How can I speed up scanning a large string with a large regex?

Question

How can I speed up scanning a large string with a large regex?

I have a big line :

string = "Lorem ipsum dolor sit amet, consectetur adipiscing elit. Donec nec neque..."
puts string.size # => 54555999

I also have a large regex :

regex = /Lorem|ipsum|dolor|sit|amet|consectetur|adipiscing|elit|Donec|nec|neque|facilisis|nulla|rhoncus|accumsan|non|in|arcu|Interdum|et|malesuada|fames|ac|ante|primis|faucibus|Pellentesque|habitant|morbi|tristique|senectus|netus|turpis|egestas|at|ut|metus|convallis|fringilla|Nullam|volutpat|risus|sodales|elementum|Fusce|vitae|dignissim|tortor|Vivamus|interdum|dapibus|leo|sed|Quisque|luctus|dui|ligula|consequat|augue|congue|a|Vestibulum|id|cursus|odio|Maecenas|libero|diam|placerat|Proin|sapien|gravida|Cras|eleifend|nisl|rutrum|lectus|Curabitur|auctor|urna|tellus|tincidunt|erat|eget|vulputate|nibh|tempor|Ut|vehicula|nisi|velit|suscipit|nunc|tempus|vestibulum|viverra|Duis|sagittis|dictum|justo|hendrerit|massa|mollis|ultricies|lorem|imperdiet|mattis|pharetra|Aenean|lacus|purus|condimentum|Integer|sem|ullamcorper|feugiat|venenatis|quis|pellentesque|felis|finibus|porta|Nam|pulvinar|est|Morbi|ex|eros|commodo|Praesent|mauris|scelerisque|enim|aliquet|Etiam|Mauris|eu|bibendum|efficitur|magna|maximus|ornare|Phasellus|vel|blandit|sollicitudin|Suspendisse|Sed|quam|pretium|mi|semper|molestie|In|Nulla|Aliquam|euismod|orci|varius|hac|habitasse|platea|dictumst|iaculis|ultrices|Nunc|aliquam|fermentum|lacinia|lobortis|porttitor|laoreet|posuere|cubilia|Curae|facilisi|potenti|Cum|sociis|natoque|penatibus|magnis|dis|parturient|montes|nascetur|ridiculus|mus|Class|aptent|taciti|sociosqu|ad|litora|torquent|per|conubia|nostra|inceptos|himenaeos/

Now I want scan

string

with regex

:

puts Benchmark.measure { string.scan(regex) } # => 17.830000   0.380000  18.210000 ( 18.235952)

As you can see, the scan takes 17.83 long seconds , which is too much for my use.

How can I speed this up?

Methods match

and =~

won't help me because I need an array of matches. I think that maybe I need to go beyond Ruby to speed this up, but I have no idea how.

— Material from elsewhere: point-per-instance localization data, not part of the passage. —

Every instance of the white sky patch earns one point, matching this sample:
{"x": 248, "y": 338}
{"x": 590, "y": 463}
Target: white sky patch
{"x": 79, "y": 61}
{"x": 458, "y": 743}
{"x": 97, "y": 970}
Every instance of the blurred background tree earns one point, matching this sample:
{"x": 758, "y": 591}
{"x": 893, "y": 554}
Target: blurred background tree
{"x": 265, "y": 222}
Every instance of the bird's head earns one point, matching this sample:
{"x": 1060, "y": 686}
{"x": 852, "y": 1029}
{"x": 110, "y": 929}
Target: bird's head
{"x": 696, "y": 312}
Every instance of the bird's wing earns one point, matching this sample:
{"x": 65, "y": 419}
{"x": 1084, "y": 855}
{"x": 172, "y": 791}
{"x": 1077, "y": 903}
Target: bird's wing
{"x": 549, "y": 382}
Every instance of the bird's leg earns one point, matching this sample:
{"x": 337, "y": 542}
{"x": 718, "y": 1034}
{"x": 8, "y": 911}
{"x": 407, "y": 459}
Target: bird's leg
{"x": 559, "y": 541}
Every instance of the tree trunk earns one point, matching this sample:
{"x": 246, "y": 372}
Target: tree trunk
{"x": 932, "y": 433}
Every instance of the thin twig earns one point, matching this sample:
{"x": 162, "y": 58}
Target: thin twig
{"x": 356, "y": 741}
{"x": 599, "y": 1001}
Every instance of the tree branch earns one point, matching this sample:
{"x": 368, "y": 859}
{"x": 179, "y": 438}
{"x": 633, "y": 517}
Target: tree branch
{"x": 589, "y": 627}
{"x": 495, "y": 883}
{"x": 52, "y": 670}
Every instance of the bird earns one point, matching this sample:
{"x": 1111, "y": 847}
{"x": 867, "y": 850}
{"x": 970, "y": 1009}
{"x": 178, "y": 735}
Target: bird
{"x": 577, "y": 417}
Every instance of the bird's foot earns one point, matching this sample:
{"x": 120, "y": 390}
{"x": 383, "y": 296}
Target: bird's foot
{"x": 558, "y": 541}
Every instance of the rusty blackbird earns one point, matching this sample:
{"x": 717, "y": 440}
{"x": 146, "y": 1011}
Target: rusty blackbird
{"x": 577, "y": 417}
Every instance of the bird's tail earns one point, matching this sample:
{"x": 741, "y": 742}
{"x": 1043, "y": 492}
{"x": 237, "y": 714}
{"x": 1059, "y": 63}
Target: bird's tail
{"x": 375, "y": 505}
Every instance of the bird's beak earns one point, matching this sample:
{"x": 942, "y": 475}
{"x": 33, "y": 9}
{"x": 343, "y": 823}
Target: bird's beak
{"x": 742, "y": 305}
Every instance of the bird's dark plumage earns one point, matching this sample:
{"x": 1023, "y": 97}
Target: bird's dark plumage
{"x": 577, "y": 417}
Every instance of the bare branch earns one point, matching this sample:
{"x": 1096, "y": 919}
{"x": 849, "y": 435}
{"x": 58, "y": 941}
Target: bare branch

A regex is a lot of order IDs and a real world line has a lot of emails (subject and content) concatenated into one line. The point of scanning emails for mentioning order IDs is to find out which order ID customers have requested.

EDIT:

The reason why I would like to do an initial regex test is because after that I need to do a very large loop like this:

["order_id_1", "order_id_2"].each do |order_id|
  ["email body 1", "email body 2"].delete_if do |email_string|
    match = (email_string =~ Regexp.new(order_id)) != nil
    if match
      # do stuff
    end
    match
    end
  end
end

And with many order ids and many emails, this is going to be a very big loop if I didn't initially know which order ids were matched.

+3

performance optimization ruby regex

ChristofferJoergensen Dec 19. 14 at 12:11 am

source to share

3 answers

Don't use regex. Instead, use a specialized algorithm appropriate for the specific string and pattern you want to match. If you absolutely need to use a regular expression, you can try to find a different engine than the one Ruby uses initially (although I doubt this will be very helpful). If you still need better performance, write the algorithm in a faster / lower level language like C, and then call that from ruby with your own extension or whatever.

Here are some resources to help with native extensions:

As far as creating a custom algorithm is concerned, I probably cannot help you.

+1

Adrian Dec 19. 14 at 12:33

source to share

Here's an algorithm that works over O(n^2)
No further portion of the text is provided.